ML//Training//dataset//data augmentation

2026-02-25

Creating new training examples by transforming existing ones: flip an image, add noise, paraphrase text, mask tokens. The goal is to expand the effective dataset size without collecting new data.

Creating new training examples by transforming existing ones: flip an image, add noise, paraphrase text, mask tokens. The goal is to expand the effective dataset size without collecting new data.

The primary defense against overfitting when you can't get more data. By showing the model different views of the same example, you force it to learn invariances (a cat is still a cat when flipped) instead of memorizing specific pixel patterns.

In vision: random cropping, rotation, color jitter, cutout (mask random patches). These are standard for CNN training. Convolution's translation equivariance handles some invariances architecturally, but augmentation covers the rest.

In NLP: back-translation (translate to another language and back), synonym replacement, random insertion/deletion.

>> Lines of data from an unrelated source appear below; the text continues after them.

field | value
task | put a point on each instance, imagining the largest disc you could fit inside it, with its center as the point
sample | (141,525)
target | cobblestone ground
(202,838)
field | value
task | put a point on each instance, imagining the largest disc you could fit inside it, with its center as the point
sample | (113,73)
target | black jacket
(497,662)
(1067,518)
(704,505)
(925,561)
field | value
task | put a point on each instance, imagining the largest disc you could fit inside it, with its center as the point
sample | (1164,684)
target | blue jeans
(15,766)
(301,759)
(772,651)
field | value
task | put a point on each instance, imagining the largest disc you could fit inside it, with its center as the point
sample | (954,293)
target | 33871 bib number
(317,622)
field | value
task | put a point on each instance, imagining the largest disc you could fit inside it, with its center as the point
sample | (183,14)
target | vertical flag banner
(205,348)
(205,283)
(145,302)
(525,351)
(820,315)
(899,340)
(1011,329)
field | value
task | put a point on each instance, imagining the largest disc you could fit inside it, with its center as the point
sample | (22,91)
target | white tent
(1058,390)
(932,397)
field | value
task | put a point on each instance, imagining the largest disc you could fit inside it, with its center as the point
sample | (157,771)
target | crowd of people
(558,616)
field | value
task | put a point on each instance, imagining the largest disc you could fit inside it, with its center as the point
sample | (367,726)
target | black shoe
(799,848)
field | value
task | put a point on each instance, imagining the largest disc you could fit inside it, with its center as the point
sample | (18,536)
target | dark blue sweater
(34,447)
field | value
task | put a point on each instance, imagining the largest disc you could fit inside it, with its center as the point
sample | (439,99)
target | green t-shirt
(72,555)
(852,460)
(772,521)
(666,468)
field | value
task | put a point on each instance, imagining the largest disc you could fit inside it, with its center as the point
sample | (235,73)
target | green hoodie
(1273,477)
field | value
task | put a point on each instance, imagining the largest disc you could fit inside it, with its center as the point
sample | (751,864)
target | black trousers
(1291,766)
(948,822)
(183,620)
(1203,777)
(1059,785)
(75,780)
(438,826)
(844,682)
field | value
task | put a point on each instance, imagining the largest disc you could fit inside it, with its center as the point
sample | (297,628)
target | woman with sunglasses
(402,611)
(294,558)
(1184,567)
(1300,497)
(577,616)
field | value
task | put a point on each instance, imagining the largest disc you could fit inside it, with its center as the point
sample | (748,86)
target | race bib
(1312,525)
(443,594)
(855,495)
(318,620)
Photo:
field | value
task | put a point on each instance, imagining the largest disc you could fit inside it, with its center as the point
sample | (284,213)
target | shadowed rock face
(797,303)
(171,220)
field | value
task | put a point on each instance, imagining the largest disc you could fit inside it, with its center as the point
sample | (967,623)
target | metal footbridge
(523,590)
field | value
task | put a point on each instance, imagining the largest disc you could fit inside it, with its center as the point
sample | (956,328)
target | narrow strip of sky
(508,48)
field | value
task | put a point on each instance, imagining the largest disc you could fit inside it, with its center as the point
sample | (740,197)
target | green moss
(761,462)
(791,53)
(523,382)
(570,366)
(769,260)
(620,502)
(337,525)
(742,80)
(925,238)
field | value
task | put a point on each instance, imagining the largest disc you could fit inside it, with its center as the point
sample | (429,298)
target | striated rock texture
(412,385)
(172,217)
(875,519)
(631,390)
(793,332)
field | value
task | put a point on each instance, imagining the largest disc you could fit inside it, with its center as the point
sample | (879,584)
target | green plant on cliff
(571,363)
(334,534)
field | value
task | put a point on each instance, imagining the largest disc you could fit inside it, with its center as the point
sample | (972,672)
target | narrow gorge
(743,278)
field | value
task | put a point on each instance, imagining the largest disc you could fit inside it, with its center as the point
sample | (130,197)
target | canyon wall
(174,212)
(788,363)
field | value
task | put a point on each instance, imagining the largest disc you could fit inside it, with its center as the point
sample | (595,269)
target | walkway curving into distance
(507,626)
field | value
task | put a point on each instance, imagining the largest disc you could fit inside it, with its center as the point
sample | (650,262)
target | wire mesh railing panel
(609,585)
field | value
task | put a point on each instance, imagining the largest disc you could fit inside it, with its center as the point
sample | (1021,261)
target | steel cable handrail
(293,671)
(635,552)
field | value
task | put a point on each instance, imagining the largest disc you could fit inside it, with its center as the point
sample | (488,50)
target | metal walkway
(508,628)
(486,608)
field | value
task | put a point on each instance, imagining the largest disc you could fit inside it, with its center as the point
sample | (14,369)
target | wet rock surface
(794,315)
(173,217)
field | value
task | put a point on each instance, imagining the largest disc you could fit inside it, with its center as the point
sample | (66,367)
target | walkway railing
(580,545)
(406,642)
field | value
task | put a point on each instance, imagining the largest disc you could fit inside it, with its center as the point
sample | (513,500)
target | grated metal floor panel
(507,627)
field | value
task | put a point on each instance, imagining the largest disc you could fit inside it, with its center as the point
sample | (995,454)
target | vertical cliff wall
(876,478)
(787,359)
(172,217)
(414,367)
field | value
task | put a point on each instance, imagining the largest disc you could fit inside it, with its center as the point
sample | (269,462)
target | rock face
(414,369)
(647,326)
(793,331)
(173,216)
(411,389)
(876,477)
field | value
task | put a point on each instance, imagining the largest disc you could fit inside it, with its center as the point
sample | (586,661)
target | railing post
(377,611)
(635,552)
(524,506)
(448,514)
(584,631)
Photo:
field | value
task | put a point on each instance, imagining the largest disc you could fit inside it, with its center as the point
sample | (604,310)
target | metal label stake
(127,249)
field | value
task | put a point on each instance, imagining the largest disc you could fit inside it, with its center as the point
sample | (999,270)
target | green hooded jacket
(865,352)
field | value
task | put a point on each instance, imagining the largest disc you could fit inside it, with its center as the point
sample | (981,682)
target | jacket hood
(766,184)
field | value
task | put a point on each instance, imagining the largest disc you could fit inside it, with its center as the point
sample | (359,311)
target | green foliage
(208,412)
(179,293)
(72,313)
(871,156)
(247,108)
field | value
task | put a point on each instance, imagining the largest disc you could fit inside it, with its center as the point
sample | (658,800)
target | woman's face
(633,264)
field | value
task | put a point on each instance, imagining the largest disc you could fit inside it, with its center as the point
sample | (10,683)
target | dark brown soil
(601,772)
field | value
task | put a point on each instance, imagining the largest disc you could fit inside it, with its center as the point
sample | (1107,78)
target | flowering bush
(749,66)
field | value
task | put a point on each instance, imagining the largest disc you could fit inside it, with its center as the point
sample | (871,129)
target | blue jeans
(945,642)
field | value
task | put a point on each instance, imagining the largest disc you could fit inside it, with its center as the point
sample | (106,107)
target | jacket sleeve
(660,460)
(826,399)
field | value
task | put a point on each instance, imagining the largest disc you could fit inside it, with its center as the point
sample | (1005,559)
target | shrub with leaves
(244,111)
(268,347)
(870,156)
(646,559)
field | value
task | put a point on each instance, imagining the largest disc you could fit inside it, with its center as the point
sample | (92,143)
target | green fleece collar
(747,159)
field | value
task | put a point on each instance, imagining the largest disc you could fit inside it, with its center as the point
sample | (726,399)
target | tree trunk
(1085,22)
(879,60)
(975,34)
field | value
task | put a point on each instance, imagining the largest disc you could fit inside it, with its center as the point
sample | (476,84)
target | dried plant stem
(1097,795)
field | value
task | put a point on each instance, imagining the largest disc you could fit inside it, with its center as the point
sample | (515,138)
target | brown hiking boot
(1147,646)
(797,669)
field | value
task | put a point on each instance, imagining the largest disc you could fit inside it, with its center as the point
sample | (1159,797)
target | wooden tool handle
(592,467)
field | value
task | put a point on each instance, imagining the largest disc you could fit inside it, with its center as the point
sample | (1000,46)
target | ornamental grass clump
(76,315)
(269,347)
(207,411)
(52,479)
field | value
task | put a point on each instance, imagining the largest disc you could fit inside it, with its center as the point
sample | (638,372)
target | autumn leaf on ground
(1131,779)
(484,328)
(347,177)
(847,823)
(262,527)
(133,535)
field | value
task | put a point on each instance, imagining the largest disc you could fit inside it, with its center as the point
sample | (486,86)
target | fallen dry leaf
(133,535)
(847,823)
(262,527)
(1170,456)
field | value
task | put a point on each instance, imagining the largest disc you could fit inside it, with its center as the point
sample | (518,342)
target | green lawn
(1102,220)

Less natural than vision augmentation because small text changes can alter meaning.

Masked language modeling (BERT) is arguably a form of augmentation: by randomly masking tokens, each training pass sees a different "view" of the same sentence. The model must reconstruct the original from partial information.

Distinct from synthetic data: augmentation transforms real examples (preserving ground truth), synthetic data generates entirely new examples (from a model or procedural rules). Augmentation is safer because the transformations are meaning-preserving by design, while synthetic data can introduce model collapse if the generation model has systematic biases.